According to the U.S. Department of Health and Human Services, Americans reaching the age of 65 have a 70 percent chance of needing long-term care.
Research by long-term care insurer Genworth concludes that just 40 percent of Americans ages 45 to 54 have any long-term care plans, and while that percentage rises as people get older and closer to retirement, it never reaches 100 percent.
Why do people avoid making plans to pay for long-term care? You don’t need a study to figure that out. It’s a tough topic. Who wants to think about getting so old that you’re unable to go to the bathroom without help? The thought makes me cringe.
But the alternatives are even less comfortable. Here are the options.
Family. What would your grown children say if you announced at Thanksgiving dinner that you needed help — and you were moving in?
The government. Medicaid will pay for long-term care if you have less than $2,000 in assets. The Department of Veterans Affairs also has a plan if you served during time of war and you’re impoverished.
Savings. The median cost of a private room in a nursing home is $81,030 a year. Most of us will blow through every penny we have quickly.
Long-term care insurance. Conventional long-term care insurance costs $2,000 a year on average for a single person age 55 and about $2,500 a year for a 55-year-old couple, according to the American Association of Long-Term Care Insurance. But don’t let those numbers stop you from exploring the possibilities. There are some lower cost options, so it pays to talk to an expert.

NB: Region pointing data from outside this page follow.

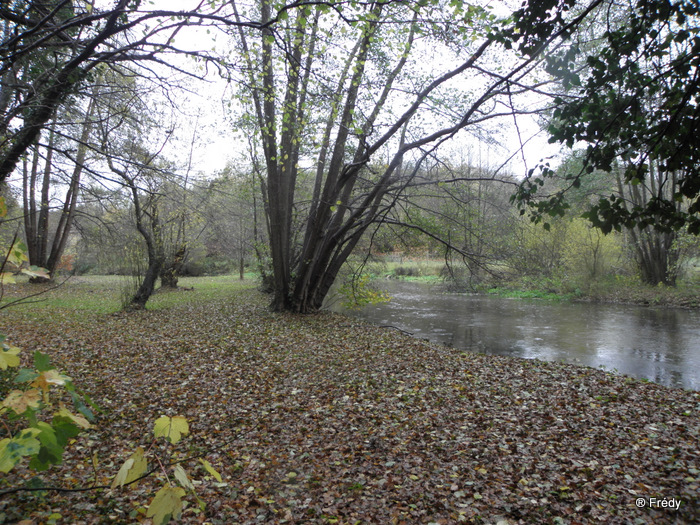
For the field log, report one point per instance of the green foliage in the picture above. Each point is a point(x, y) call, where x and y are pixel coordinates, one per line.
point(25, 413)
point(633, 103)
point(359, 292)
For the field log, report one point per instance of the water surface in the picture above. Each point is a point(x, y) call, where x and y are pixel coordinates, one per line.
point(659, 344)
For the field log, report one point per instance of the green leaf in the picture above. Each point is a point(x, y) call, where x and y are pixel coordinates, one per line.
point(166, 505)
point(9, 357)
point(51, 451)
point(26, 375)
point(42, 362)
point(182, 478)
point(23, 444)
point(210, 469)
point(171, 429)
point(132, 469)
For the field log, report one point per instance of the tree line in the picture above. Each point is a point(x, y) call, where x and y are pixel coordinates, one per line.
point(349, 134)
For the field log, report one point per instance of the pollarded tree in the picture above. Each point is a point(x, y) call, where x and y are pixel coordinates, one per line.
point(338, 87)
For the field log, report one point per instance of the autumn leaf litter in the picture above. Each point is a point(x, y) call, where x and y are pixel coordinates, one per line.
point(324, 419)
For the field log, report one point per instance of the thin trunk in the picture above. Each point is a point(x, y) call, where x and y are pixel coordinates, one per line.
point(43, 223)
point(65, 222)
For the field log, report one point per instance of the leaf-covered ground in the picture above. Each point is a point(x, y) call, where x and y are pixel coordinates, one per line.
point(323, 419)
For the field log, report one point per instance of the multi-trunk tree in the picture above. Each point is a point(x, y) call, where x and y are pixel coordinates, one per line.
point(343, 91)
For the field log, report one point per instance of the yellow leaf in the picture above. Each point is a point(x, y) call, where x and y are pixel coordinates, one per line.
point(9, 357)
point(19, 401)
point(133, 468)
point(210, 469)
point(182, 478)
point(78, 420)
point(166, 505)
point(7, 278)
point(171, 429)
point(48, 378)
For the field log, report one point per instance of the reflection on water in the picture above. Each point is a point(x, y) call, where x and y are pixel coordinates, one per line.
point(662, 345)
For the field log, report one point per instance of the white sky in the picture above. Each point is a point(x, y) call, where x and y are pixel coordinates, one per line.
point(219, 144)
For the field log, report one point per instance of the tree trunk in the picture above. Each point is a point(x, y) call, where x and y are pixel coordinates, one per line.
point(169, 274)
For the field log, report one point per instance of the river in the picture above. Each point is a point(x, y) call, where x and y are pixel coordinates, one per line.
point(659, 344)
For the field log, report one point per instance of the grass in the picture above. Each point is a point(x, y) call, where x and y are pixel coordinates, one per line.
point(101, 294)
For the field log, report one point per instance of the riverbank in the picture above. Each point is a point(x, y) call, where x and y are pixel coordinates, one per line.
point(324, 419)
point(612, 290)
point(682, 296)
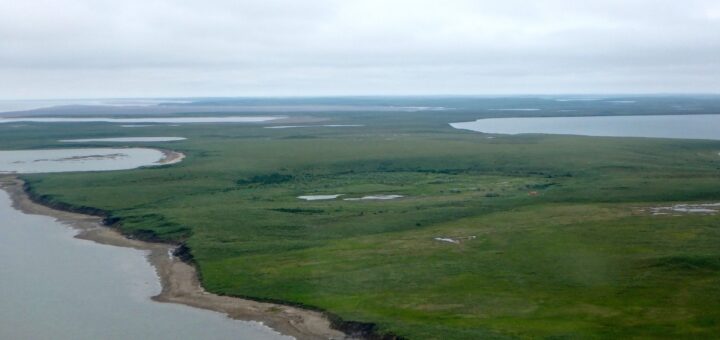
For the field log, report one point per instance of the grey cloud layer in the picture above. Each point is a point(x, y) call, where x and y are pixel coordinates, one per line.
point(88, 48)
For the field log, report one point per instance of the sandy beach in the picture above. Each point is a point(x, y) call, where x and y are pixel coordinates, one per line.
point(179, 280)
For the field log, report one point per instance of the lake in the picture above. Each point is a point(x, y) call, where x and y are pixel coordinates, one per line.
point(55, 286)
point(159, 120)
point(64, 160)
point(669, 126)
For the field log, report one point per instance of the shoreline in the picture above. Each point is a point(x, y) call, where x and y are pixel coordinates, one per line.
point(170, 157)
point(179, 280)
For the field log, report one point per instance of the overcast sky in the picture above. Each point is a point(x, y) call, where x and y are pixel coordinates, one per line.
point(146, 48)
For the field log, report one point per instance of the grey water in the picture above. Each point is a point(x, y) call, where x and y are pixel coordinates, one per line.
point(178, 120)
point(124, 140)
point(55, 286)
point(65, 160)
point(655, 126)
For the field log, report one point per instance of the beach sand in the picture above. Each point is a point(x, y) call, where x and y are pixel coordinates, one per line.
point(179, 280)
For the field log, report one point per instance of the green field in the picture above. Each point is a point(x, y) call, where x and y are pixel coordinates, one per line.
point(557, 243)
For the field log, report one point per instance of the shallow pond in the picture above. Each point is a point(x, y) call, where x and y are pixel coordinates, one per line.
point(124, 139)
point(179, 120)
point(65, 160)
point(671, 126)
point(55, 286)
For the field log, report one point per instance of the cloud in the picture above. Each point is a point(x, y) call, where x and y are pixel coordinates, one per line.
point(100, 48)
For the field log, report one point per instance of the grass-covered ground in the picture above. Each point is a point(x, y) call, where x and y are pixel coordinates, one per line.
point(561, 247)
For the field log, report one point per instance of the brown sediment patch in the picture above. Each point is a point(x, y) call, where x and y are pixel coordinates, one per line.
point(179, 280)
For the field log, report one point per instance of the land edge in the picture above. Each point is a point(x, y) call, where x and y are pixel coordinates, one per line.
point(179, 277)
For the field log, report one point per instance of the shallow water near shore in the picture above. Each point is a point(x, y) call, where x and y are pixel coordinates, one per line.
point(64, 160)
point(55, 286)
point(669, 126)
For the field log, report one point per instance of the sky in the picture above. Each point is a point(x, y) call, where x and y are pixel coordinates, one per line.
point(55, 49)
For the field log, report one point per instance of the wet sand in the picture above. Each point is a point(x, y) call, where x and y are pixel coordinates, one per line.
point(179, 280)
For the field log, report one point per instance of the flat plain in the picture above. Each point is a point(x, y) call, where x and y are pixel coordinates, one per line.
point(553, 236)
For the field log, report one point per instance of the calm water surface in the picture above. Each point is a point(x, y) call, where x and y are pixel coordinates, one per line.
point(671, 126)
point(178, 120)
point(63, 160)
point(54, 286)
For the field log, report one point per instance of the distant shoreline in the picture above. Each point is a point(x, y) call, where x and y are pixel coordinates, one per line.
point(179, 280)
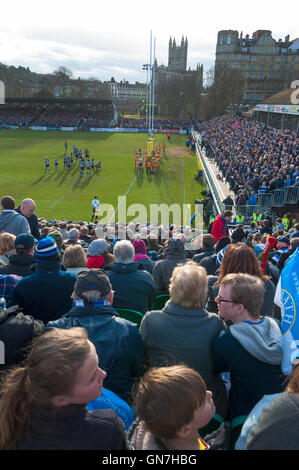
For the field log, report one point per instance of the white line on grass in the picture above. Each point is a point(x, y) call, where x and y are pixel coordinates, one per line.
point(56, 202)
point(123, 198)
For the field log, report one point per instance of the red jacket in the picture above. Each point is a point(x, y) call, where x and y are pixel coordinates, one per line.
point(218, 230)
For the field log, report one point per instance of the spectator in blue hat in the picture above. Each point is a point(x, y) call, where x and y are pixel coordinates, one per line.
point(46, 294)
point(21, 263)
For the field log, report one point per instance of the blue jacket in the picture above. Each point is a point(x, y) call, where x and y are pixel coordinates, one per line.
point(134, 287)
point(117, 341)
point(46, 294)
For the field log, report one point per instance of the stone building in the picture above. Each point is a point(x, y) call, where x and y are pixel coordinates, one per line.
point(268, 66)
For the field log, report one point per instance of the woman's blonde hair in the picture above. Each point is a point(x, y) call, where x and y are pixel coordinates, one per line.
point(189, 285)
point(7, 242)
point(49, 371)
point(167, 397)
point(74, 257)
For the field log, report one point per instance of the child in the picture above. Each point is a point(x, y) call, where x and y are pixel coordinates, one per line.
point(172, 404)
point(42, 405)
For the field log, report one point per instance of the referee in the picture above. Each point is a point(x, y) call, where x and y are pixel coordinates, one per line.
point(95, 204)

It also makes sense to think creatively about long-term care. For instance, your children might be willing to kick in on an insurance policy if it makes it more likely that they won’t have to face the need to provide more direct care or you won’t have to sell the family lakefront cottage to pay the bills.
Anyway you look at it, the need for care when you’re old and decrepit is a tough topic, but grappling with it as part of retirement planning while you still have options is better than waiting until you don’t.
Correction: An earlier version of this post incorrectly stated that only 18 percent of Americans between age 45 and 54 have long-term care plans.